Spatiotemporal Dynamics of Immune Cells in the Spinal Cord During CNS Autoimmunity

Our immune system is a dynamic network of cells and molecules that constantly protects us from pathogens. During an immune response, information about the pathogen is quickly relayed to the nearest lymphoid organs. Fast-moving immune cells (lymphocytes) constantly scan lymphoid organs for specific signals displayed on antigen-presenting cells (APC). Once lymphocytes encounter their antigens, they proliferate, differentiate into effector cells, and migrate to target tissues to execute effector functions (e.g., clear pathogens). These steps involve complex cell migration, cell-cell interactions, and signaling events that are exquisitely regulated to ensure targeted clearance of pathogens while limiting fatal autoimmunity. Misfiring immune cells against self-tissues can lead to more than 80 autoimmune disorders, including Multiple Sclerosis (MS), in which immune cells attack the protective myelin sheath of the neurons in the central nervous system (CNS). We aim to understand better how immune cells couple cell migration to functions in target tissues.
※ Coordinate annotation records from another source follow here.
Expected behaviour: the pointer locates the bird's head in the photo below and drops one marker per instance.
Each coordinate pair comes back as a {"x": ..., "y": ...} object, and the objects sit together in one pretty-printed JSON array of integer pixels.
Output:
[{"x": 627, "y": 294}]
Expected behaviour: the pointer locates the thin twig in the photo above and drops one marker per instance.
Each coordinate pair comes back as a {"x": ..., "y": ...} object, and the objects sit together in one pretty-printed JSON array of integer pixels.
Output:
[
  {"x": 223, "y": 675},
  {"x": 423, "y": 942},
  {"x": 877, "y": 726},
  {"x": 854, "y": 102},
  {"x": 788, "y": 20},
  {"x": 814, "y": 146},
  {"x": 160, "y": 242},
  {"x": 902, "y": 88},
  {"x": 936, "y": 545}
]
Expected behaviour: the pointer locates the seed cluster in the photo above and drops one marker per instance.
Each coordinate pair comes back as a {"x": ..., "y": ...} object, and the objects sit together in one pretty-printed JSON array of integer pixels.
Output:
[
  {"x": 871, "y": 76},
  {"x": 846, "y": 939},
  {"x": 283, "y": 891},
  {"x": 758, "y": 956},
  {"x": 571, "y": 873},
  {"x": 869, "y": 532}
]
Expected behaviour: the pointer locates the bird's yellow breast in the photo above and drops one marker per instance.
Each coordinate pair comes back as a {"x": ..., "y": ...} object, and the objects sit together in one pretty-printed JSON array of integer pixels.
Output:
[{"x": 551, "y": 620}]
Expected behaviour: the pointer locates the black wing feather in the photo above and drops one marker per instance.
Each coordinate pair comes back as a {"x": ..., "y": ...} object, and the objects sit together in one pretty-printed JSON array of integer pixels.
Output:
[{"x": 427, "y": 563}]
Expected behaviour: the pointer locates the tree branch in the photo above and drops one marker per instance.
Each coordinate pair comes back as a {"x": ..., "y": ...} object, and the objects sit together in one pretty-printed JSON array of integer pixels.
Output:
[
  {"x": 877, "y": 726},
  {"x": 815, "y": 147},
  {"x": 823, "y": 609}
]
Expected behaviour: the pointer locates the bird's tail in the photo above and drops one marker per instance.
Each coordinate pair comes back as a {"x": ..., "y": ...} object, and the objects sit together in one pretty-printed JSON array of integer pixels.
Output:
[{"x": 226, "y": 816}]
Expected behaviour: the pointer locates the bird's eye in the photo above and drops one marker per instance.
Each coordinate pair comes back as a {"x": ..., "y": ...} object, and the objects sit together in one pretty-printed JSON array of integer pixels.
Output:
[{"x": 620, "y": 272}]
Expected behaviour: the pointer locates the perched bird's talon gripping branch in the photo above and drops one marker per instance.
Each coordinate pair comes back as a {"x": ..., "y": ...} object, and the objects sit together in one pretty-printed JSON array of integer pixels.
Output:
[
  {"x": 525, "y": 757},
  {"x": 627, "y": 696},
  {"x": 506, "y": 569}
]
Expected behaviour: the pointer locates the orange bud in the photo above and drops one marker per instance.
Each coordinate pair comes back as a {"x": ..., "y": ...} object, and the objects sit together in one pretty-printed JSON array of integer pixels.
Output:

Effector T (Teff) cells potentiate CNS autoimmunity, whereas regulatory T (Treg) cells limit autoimmunity. Using a combination of multiphoton imaging and transgenic mice in an MS-like disease model called experimental autoimmune encephalomyelitis, we provide new insights into the cellular dynamics of Teffs, Tregs, and APCs in the spinal cord. Despite similar cell speeds, Teff and Treg cells follow divergent motility patterns. Teff cells actively migrate to spread across the CNS. In contrast, Tregs remain organized as discrete clusters. Tregs exhibit an unusual repetitive scanning behavior, allowing rapidly motile Tregs to re-engage their targets constantly. We postulate that this motility behavior of Tregs limits Teff cell activation by destabilizing Teff cell interactions with local APCs. We demonstrate that the arrival of Tregs in the CNS coincides with diminished activation of Teff cells and a partial recovery from disease; depletion of Treg cells quadruples the number of Teff cells within days. We provide evidence that Treg cells interfere with proximal signaling in Teff cells. Altogether, our results provide new insights into the spatial organization and cellular interactions of immune cells that play a critical role in CNS autoimmunity.